Ketua Komisi IV DPRD Provinsi Lampung, Mukhlis Basri, mengakui bahwa sejumlah laporan kerusakan jalan hingga kini belum tertangani.
Ia menyebut, penanganan jalan rusak tersebut baru akan di rencanakan masuk dalam program perbaikan pada tahun anggaran 2026.
“Memang masih ada laporan jalan rusak yang belum tertangani. Kemungkinan besar akan dimasukkan ke dalam program perbaikan berikutnya,” ujar Mukhlis.
Mukhlis menjelaskan, perbaikan jalan akan dibiayai melalui APBD Provinsi Lampung, dengan nilai anggaran yang diperkirakan cukup besar.
Namun hingga kini, besaran anggaran tersebut belum dapat dipastikan.
“Kalau di tingkat kota sekitar Rp50 miliar, tapi di provinsi berbeda. Anggarannya bisa lebih dari Rp1 triliun, termasuk untuk program jalan. Tapi belum final,” jelasnya.
Meski anggaran disebut cukup besar, DPRD Provinsi Lampung hingga kini belum menerima laporan resmi dari Dinas Bina Marga terkait realisasi pekerjaan jalan.
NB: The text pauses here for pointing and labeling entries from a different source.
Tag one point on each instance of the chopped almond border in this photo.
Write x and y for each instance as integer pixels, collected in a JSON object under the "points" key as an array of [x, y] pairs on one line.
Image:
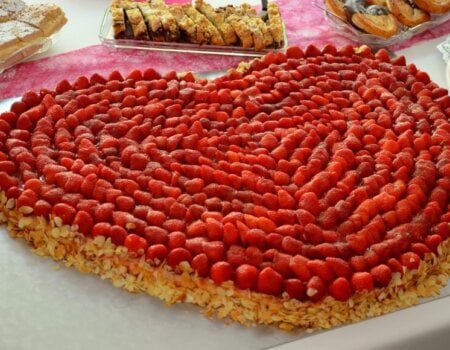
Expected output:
{"points": [[103, 258]]}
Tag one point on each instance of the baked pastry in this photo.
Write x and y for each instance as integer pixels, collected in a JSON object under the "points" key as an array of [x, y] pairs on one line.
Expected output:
{"points": [[168, 21], [118, 17], [137, 23], [275, 24], [12, 6], [241, 29], [48, 18], [204, 24], [336, 7], [207, 33], [218, 19], [407, 12], [187, 27], [434, 6], [373, 19], [311, 204], [23, 28]]}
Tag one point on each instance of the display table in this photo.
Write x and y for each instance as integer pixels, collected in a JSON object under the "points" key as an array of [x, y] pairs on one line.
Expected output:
{"points": [[43, 305]]}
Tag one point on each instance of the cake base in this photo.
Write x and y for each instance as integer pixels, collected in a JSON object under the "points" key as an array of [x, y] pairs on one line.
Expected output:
{"points": [[101, 257]]}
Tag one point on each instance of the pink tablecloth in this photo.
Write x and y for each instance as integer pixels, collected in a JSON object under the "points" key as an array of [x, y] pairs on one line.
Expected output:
{"points": [[305, 24]]}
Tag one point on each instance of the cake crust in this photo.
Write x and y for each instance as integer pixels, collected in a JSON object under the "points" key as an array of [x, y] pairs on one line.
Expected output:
{"points": [[103, 258], [325, 211]]}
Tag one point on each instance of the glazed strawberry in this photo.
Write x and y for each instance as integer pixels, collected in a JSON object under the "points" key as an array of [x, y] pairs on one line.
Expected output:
{"points": [[201, 265], [246, 276], [315, 288], [136, 245], [312, 173], [177, 255], [320, 268], [65, 212], [340, 289], [269, 282], [382, 275], [362, 281], [221, 272], [410, 260], [295, 288], [84, 221], [156, 254]]}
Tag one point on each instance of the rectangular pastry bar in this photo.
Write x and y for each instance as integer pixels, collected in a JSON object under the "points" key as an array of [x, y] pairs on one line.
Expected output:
{"points": [[200, 24]]}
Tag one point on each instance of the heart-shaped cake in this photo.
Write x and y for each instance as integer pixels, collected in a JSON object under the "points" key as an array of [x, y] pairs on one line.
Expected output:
{"points": [[303, 189]]}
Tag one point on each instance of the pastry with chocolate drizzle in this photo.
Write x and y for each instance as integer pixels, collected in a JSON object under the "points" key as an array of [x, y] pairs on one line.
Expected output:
{"points": [[373, 19]]}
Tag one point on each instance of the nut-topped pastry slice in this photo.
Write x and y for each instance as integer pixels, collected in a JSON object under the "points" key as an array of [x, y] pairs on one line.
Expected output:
{"points": [[48, 18], [137, 24], [118, 17], [407, 12], [15, 36], [187, 27], [242, 30], [373, 19], [207, 33], [434, 6], [168, 21], [218, 18], [275, 24], [153, 21]]}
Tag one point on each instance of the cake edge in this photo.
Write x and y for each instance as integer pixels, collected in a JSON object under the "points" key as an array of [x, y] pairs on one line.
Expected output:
{"points": [[101, 257]]}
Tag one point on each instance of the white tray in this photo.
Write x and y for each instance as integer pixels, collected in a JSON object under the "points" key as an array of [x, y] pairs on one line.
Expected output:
{"points": [[106, 36]]}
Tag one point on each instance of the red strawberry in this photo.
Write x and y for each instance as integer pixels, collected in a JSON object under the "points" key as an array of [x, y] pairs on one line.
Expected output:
{"points": [[295, 288], [246, 276], [177, 255], [433, 242], [42, 208], [220, 272], [65, 212], [340, 289], [136, 245], [410, 260], [214, 250], [118, 234], [84, 222], [382, 275], [339, 266], [315, 288], [7, 181], [299, 266], [156, 254], [320, 268], [101, 229], [362, 281], [200, 264], [27, 198], [270, 282], [196, 229]]}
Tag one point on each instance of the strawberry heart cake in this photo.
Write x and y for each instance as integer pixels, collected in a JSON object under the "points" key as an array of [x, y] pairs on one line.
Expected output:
{"points": [[304, 189]]}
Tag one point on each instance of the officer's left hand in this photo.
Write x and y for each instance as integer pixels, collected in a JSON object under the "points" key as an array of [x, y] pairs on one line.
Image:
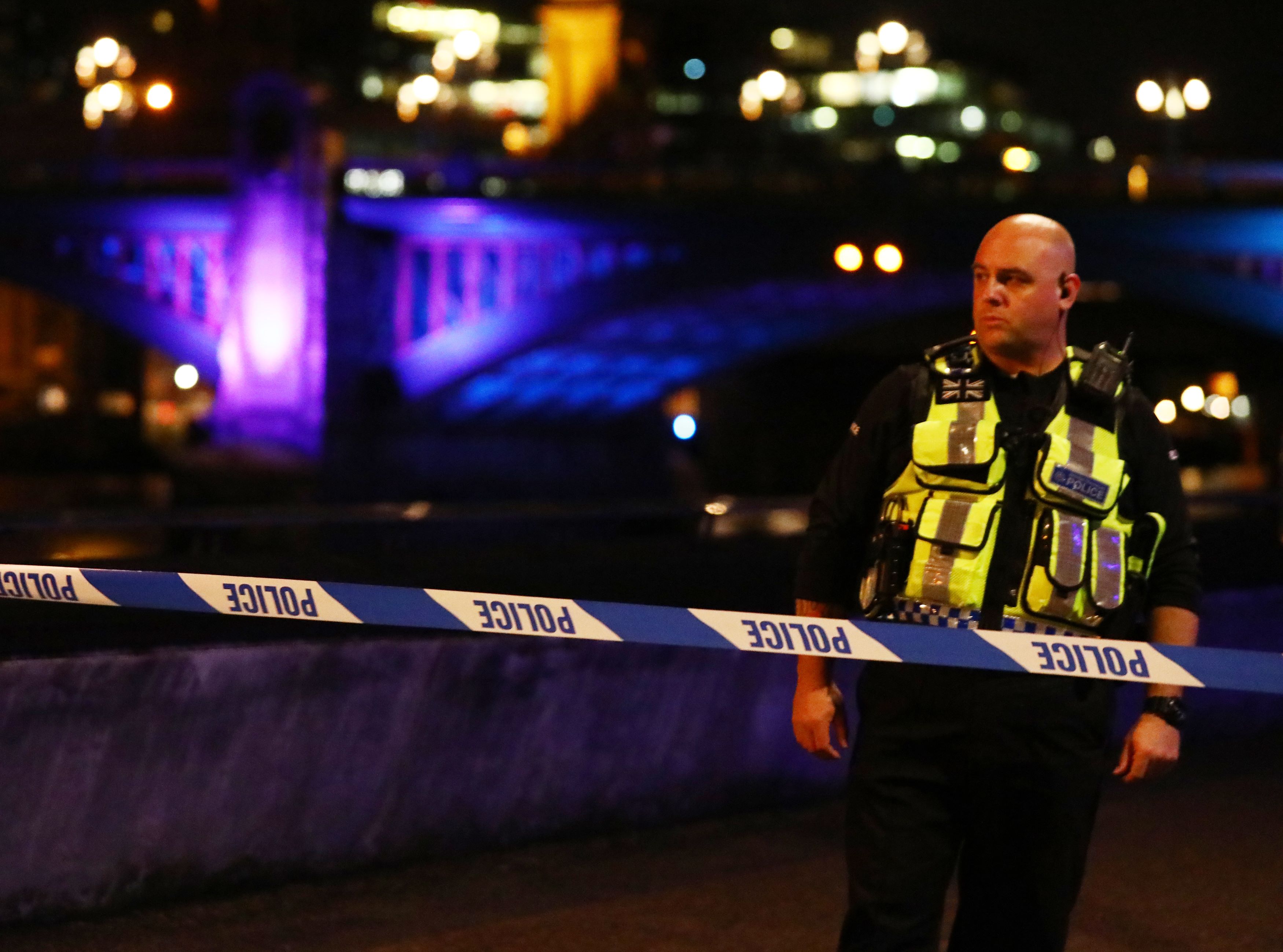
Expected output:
{"points": [[1151, 750]]}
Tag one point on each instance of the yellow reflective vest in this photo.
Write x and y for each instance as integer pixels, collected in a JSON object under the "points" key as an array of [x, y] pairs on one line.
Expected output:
{"points": [[949, 506]]}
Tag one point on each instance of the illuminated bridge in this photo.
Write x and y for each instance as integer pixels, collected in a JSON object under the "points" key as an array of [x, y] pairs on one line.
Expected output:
{"points": [[506, 311]]}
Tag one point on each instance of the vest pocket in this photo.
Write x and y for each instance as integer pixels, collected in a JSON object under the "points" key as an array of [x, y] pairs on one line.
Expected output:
{"points": [[1077, 569], [1070, 475], [1109, 574], [955, 545], [959, 453]]}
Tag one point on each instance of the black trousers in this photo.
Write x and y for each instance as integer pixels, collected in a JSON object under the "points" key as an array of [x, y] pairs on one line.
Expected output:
{"points": [[995, 775]]}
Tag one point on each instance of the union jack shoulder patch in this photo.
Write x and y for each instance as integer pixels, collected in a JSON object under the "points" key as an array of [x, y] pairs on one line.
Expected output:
{"points": [[963, 391]]}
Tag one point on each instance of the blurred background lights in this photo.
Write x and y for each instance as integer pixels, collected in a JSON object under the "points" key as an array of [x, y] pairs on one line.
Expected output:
{"points": [[426, 89], [1224, 383], [1101, 149], [85, 66], [376, 184], [443, 57], [915, 147], [125, 63], [824, 117], [467, 44], [849, 257], [1196, 94], [893, 38], [772, 85], [1011, 121], [972, 118], [1137, 182], [111, 95], [52, 399], [1149, 97], [1017, 159], [888, 258], [93, 110], [159, 95], [187, 376], [106, 52]]}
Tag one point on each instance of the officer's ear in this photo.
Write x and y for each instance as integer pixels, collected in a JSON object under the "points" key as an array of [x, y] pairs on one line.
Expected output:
{"points": [[1069, 285]]}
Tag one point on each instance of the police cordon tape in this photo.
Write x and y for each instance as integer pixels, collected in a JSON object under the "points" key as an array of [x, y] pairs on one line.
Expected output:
{"points": [[615, 621]]}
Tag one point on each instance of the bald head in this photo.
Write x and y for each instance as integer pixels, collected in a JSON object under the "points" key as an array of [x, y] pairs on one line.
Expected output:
{"points": [[1024, 285], [1037, 238]]}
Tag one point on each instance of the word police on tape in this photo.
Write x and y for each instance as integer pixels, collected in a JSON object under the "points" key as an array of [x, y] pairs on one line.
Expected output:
{"points": [[610, 621]]}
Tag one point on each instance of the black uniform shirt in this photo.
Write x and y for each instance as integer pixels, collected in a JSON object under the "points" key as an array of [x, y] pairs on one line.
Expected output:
{"points": [[846, 506]]}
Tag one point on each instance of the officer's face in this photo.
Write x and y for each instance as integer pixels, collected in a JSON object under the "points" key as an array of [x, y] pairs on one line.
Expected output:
{"points": [[1021, 279]]}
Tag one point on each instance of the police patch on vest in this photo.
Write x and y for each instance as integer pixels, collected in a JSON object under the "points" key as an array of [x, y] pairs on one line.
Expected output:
{"points": [[963, 391], [1080, 486]]}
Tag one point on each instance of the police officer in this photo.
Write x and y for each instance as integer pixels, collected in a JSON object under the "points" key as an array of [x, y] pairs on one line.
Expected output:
{"points": [[1005, 483]]}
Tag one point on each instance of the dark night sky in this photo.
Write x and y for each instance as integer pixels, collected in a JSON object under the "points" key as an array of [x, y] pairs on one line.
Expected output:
{"points": [[1080, 61]]}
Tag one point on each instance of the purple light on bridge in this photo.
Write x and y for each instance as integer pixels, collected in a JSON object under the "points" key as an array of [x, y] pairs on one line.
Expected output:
{"points": [[271, 355], [272, 350]]}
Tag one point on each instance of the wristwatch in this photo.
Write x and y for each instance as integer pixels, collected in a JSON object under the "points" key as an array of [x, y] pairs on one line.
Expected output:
{"points": [[1172, 710]]}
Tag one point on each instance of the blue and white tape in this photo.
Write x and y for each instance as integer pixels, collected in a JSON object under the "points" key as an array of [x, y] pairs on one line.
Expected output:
{"points": [[614, 621]]}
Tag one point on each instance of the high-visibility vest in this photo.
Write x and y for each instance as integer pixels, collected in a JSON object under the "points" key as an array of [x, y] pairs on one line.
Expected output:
{"points": [[951, 496]]}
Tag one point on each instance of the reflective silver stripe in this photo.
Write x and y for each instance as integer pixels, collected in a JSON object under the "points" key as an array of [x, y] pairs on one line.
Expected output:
{"points": [[1081, 439], [963, 433], [936, 575], [1108, 583], [952, 527], [1070, 551], [940, 564]]}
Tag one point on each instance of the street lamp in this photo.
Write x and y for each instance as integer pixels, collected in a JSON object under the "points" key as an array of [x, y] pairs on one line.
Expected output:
{"points": [[1176, 99]]}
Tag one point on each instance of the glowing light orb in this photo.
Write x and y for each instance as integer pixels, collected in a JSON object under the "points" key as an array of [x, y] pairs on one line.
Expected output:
{"points": [[426, 89], [1149, 97], [893, 38], [159, 95], [972, 118], [1017, 159], [1196, 94], [772, 84], [849, 257], [1218, 407], [1192, 398], [107, 52], [187, 376], [888, 258]]}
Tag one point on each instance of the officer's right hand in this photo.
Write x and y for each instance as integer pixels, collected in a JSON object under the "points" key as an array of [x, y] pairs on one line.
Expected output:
{"points": [[816, 710]]}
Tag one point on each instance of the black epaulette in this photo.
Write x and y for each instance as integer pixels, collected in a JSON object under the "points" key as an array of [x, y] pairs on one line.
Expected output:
{"points": [[955, 370]]}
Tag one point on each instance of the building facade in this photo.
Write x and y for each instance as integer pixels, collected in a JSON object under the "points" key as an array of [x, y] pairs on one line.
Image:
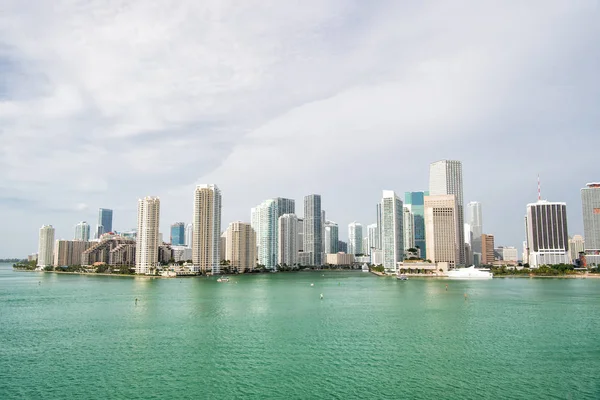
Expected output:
{"points": [[146, 257], [445, 178], [392, 230], [288, 240], [46, 246], [206, 236], [547, 233], [441, 229], [313, 228]]}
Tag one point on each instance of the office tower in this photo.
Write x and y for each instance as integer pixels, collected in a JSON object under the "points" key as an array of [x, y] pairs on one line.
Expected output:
{"points": [[415, 202], [392, 230], [82, 231], [547, 233], [445, 178], [241, 247], [355, 238], [313, 228], [372, 237], [178, 234], [287, 241], [590, 201], [45, 246], [442, 229], [105, 219], [576, 246], [409, 229], [474, 219], [264, 223], [70, 252], [206, 235], [146, 252], [331, 237], [487, 249]]}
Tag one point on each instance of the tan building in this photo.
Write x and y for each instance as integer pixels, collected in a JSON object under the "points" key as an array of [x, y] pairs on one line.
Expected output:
{"points": [[339, 259], [441, 229], [241, 247], [206, 237], [487, 249], [69, 252]]}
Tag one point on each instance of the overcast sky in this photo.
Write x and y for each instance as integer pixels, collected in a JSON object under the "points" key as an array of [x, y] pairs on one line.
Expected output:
{"points": [[103, 102]]}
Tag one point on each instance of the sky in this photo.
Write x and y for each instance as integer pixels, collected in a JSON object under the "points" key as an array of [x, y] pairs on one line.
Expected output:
{"points": [[103, 102]]}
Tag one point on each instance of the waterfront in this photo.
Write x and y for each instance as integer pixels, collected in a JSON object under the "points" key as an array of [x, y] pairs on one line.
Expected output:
{"points": [[270, 336]]}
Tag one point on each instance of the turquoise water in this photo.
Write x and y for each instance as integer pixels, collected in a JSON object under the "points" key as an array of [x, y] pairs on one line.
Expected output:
{"points": [[270, 336]]}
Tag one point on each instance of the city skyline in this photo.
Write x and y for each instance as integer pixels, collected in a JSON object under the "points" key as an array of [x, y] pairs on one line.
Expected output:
{"points": [[468, 91]]}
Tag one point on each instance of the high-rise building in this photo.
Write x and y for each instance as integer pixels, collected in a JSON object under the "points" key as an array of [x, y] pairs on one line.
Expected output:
{"points": [[331, 237], [590, 201], [442, 229], [576, 246], [69, 252], [415, 202], [313, 227], [206, 236], [372, 237], [147, 242], [392, 230], [547, 233], [445, 178], [288, 240], [487, 249], [409, 228], [178, 234], [105, 219], [474, 219], [355, 238], [46, 246], [241, 247], [82, 231], [189, 232]]}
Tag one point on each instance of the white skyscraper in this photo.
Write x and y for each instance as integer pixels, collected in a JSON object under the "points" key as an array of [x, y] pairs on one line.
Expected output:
{"points": [[409, 229], [46, 246], [445, 178], [82, 231], [206, 236], [147, 242], [547, 233], [288, 240], [355, 238], [392, 230]]}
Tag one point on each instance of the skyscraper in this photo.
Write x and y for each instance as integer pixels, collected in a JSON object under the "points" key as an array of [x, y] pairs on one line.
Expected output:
{"points": [[331, 237], [287, 240], [82, 231], [415, 202], [547, 233], [392, 230], [45, 246], [178, 234], [206, 236], [313, 227], [241, 247], [105, 219], [590, 201], [147, 242], [442, 229], [475, 221], [445, 178], [355, 238]]}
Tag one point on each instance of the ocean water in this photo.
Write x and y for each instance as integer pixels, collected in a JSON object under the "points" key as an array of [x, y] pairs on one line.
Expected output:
{"points": [[271, 336]]}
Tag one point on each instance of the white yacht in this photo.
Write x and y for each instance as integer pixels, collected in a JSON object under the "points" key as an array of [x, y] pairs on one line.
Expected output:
{"points": [[470, 273]]}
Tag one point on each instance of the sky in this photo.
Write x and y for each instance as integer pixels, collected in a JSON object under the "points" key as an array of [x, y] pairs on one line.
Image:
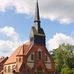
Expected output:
{"points": [[17, 19]]}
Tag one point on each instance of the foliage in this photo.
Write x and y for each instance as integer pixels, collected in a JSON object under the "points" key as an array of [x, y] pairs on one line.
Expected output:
{"points": [[64, 59]]}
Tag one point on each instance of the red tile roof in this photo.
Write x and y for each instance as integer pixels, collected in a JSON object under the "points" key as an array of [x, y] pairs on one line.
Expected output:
{"points": [[21, 50]]}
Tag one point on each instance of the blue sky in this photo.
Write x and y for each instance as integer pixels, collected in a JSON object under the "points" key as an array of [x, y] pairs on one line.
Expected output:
{"points": [[15, 27]]}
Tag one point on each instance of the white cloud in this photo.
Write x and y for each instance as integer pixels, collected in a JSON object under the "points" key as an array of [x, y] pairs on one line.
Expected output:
{"points": [[59, 10], [10, 44], [10, 32], [59, 39]]}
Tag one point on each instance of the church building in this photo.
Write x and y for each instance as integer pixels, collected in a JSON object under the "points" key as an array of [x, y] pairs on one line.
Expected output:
{"points": [[33, 56]]}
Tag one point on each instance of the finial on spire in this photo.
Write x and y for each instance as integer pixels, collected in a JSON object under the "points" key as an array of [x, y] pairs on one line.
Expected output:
{"points": [[37, 17]]}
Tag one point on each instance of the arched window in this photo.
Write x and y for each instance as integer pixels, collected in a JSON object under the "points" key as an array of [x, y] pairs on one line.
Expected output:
{"points": [[8, 68], [19, 59], [46, 58], [5, 69], [39, 55], [32, 56]]}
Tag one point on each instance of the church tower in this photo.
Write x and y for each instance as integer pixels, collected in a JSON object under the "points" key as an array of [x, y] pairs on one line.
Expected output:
{"points": [[33, 56], [37, 35]]}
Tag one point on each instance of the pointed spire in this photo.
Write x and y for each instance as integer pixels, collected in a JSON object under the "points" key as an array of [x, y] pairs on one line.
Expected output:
{"points": [[37, 17]]}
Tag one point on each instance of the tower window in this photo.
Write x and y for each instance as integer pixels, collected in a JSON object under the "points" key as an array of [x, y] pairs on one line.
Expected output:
{"points": [[46, 58], [39, 55], [32, 56], [5, 69], [19, 59]]}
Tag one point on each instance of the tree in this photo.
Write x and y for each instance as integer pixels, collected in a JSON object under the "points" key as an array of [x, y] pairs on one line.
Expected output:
{"points": [[64, 59]]}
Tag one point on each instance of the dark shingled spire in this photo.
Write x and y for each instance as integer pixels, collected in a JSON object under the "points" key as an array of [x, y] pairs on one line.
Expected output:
{"points": [[37, 17]]}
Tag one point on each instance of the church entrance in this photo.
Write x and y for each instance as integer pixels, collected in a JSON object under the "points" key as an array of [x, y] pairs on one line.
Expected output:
{"points": [[39, 71]]}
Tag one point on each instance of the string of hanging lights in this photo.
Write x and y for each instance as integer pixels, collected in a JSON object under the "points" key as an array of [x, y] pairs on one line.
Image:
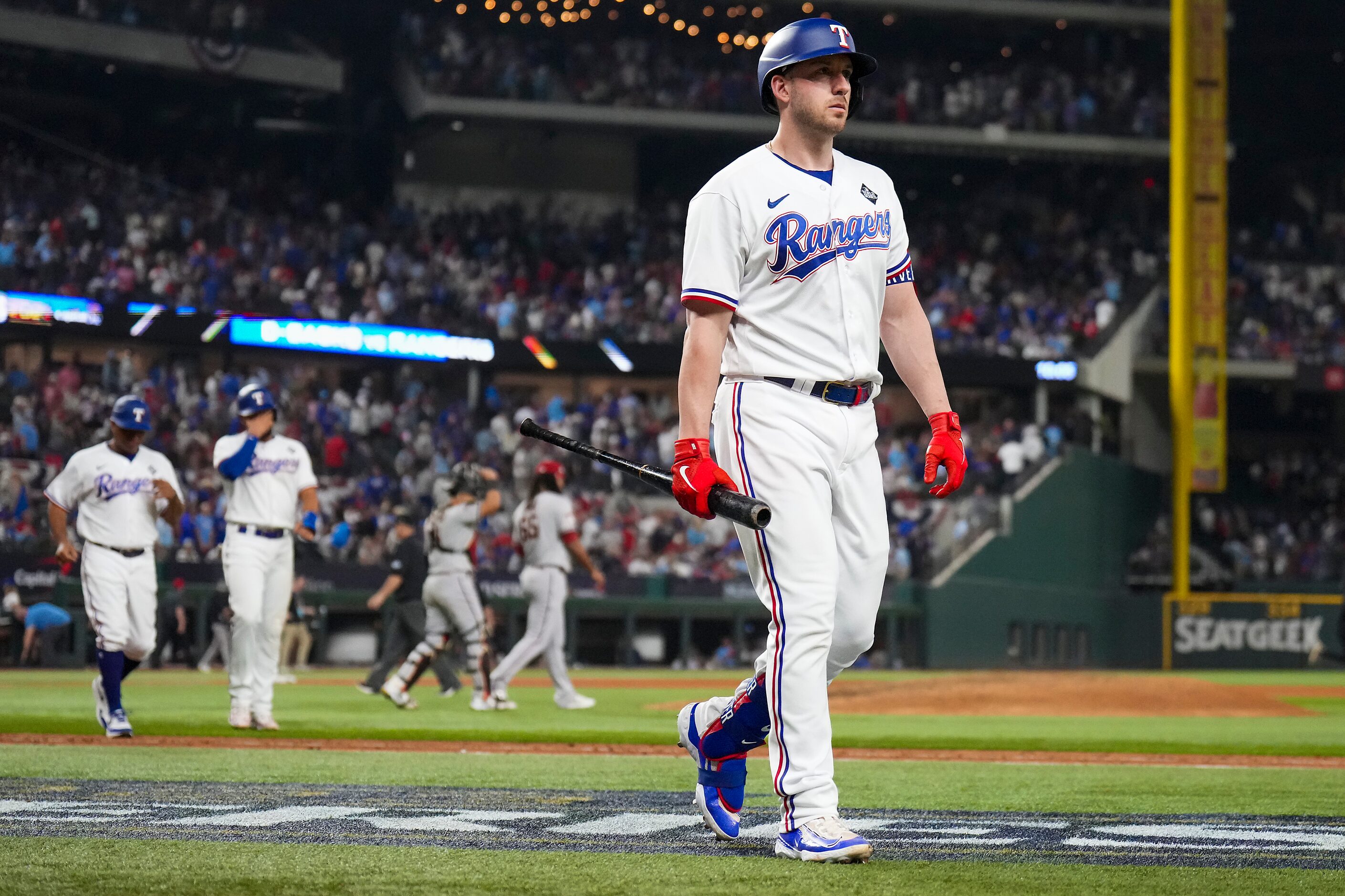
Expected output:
{"points": [[553, 12]]}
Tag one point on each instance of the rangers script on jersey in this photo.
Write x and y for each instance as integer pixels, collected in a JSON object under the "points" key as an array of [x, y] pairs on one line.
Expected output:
{"points": [[803, 264], [267, 493], [114, 494]]}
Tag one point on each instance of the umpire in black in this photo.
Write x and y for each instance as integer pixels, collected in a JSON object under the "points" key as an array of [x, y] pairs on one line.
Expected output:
{"points": [[404, 623]]}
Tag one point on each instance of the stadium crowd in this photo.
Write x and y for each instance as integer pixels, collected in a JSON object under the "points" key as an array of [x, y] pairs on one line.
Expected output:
{"points": [[1281, 520], [386, 442], [676, 73], [1002, 268]]}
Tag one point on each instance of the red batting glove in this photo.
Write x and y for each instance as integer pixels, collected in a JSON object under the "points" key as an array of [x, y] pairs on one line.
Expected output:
{"points": [[695, 474], [946, 450]]}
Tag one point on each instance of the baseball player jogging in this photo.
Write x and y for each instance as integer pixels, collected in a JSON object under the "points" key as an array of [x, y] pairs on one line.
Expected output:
{"points": [[449, 594], [265, 475], [546, 536], [795, 267], [119, 489]]}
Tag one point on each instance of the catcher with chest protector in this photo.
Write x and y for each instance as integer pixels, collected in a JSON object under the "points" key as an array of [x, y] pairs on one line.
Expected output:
{"points": [[452, 603]]}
Hal ini dinilai menghambat fungsi pengawasan DPRD serta menyulitkan evaluasi kinerja dinas terkait.
“Saya masih menunggu laporan dari Bina Marga, berapa yang sudah selesai dan apakah ada pekerjaan yang berpotensi putus kontrak. Sampai sekarang laporan itu belum disampaikan,” kata Mukhlis.